High risk, high reward These players have the potential to make a splash in the NHL some day, but as of now their future is less certain.
#6 Jake Guentzel will be a junior at the University of Nebraska-Omaha this year. He has found himself near the top of various national rankings in each of his first two seasons of college hockey and looks like he may be capable of being a second line player in the NHL some day.
However, he is still a bit small by NHL standards and he still has a few years of development before he moves up to challenge for a spot. There’s also a question if he will be able to stick at center as a professional. As more of a playmaker than a sniper, a move to wing would hurt his value.
#5 Conor Sheary is a winger who joined the Wilkes-Barre/Scranton Penguins as an undrafted free agent out of UMass in the spring of 2014, where he burst onto the scene one of their most effective players in the playoffs. Last season as a rookie on an AHL contract, he managed to be their top scorer in both the regular season and the playoffs.
He earned himself an entry-level NHL contract this summer and hopes to get a chance to crack the NHL lineup. He has the potential to eventually be a second line scorer in the NHL, but the biggest concern is his small stature and whether or not he can continue to score at the NHL level.
#4 Tristan Jarry spent the past three seasons with the WHL’s Edmonton Oil Kings. During his draft year, he led the league in goals against average and save percent as a backup. In his first season as starter in 2013-14, he led the league in goals against average, was named an All-Star, and helped his team win both the WHL Championship and the Memorial Cup.

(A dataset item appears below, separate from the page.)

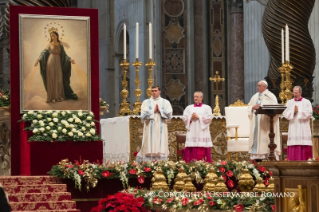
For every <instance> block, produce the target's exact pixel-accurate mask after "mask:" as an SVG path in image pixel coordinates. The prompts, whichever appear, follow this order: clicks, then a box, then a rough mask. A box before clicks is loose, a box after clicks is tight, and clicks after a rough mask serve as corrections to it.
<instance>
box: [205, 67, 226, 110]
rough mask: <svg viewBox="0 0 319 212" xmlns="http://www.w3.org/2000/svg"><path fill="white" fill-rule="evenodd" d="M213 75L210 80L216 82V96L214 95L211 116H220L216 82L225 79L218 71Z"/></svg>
mask: <svg viewBox="0 0 319 212" xmlns="http://www.w3.org/2000/svg"><path fill="white" fill-rule="evenodd" d="M215 73H216V74H215V76H214V77H210V78H209V80H210V81H214V82H215V83H216V97H215V105H216V106H215V107H214V110H213V116H221V115H222V114H221V113H220V108H219V97H218V83H219V82H221V81H225V78H220V76H219V75H218V71H216V72H215Z"/></svg>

However his numbers were down last year, although he was named an All-Star again. This year he is expected to turn pro and battle for playing time in the AHL with long term potential of being a solid NHL starter. Jarry’s inconsistency over his junior career leaves question marks about where he will fit in as a pro.
Low risk, high reward Although they don’t necessarily have top-of-the-chart potential, these players should play important roles in the Penguins’ future success, and will possibly even ready to step into a NHL roles as early as this year.
#3 Oskar Sundqvist spent the past two seasons playing for Skelleftea in the Swedish Hockey League. He proved himself capable of playing center or wing on a shutdown line against adults in one of the top leagues in the world. This year, he looks to make the NHL lineup, playing the same defensive role as a shutdown forward and penalty killer in Pittsburgh.
While his size and defensive responsibility mean that he’ll be immediately slotted as a bottom-line player, he does have the offensive talent to move up the roster. 2015-16 will be a big adjustment year for him. He’s been hampered this offseason with a thigh injury.
#2 Matt Murray took the AHL by storm last season. He set records for the longest shutout streak in league history and the most shutouts by a rookie in a single season, finishing the year with a league leading goals against average and save percentage, while winning awards for rookie of the year and goaltender of the year.
He hopes to continue to build upon that success this season and in the future could become an NHL goaltender. With his path currently blocked by Marc-Andre Fleury in Pittsburgh, Murray will return to Wilkes-Barre and hope to repeat his stellar performance of 2014-15.
Blue chip prospects The Penguins currently only have one prospect remaining that has elite level potential, and while he’s far from a sure thing, he clearly possesses the most talent in the system.
#1 Daniel Sprong is from the Netherlands and spent the past two seasons playing in the QMJHL. He possesses elite level offensive talent and skating which caused many scouts to expect him to be drafted in the first round of the 2015 draft. However, the Penguins managed to pick him up when he fell all the way to #46 overall in the second round.
He has some work to do still developmentally and it could be a few years before he is NHL ready, but he stands a good chance of contributing to the Penguins top scoring lines in the future. One of the reasons for his decline in the draft was questions about his ability to be a two-way player and contribute defensively. He’ll return to Charlottetown in the QMJHL this season, and will likely need a season in the AHL as well before he’s ready for the NHL.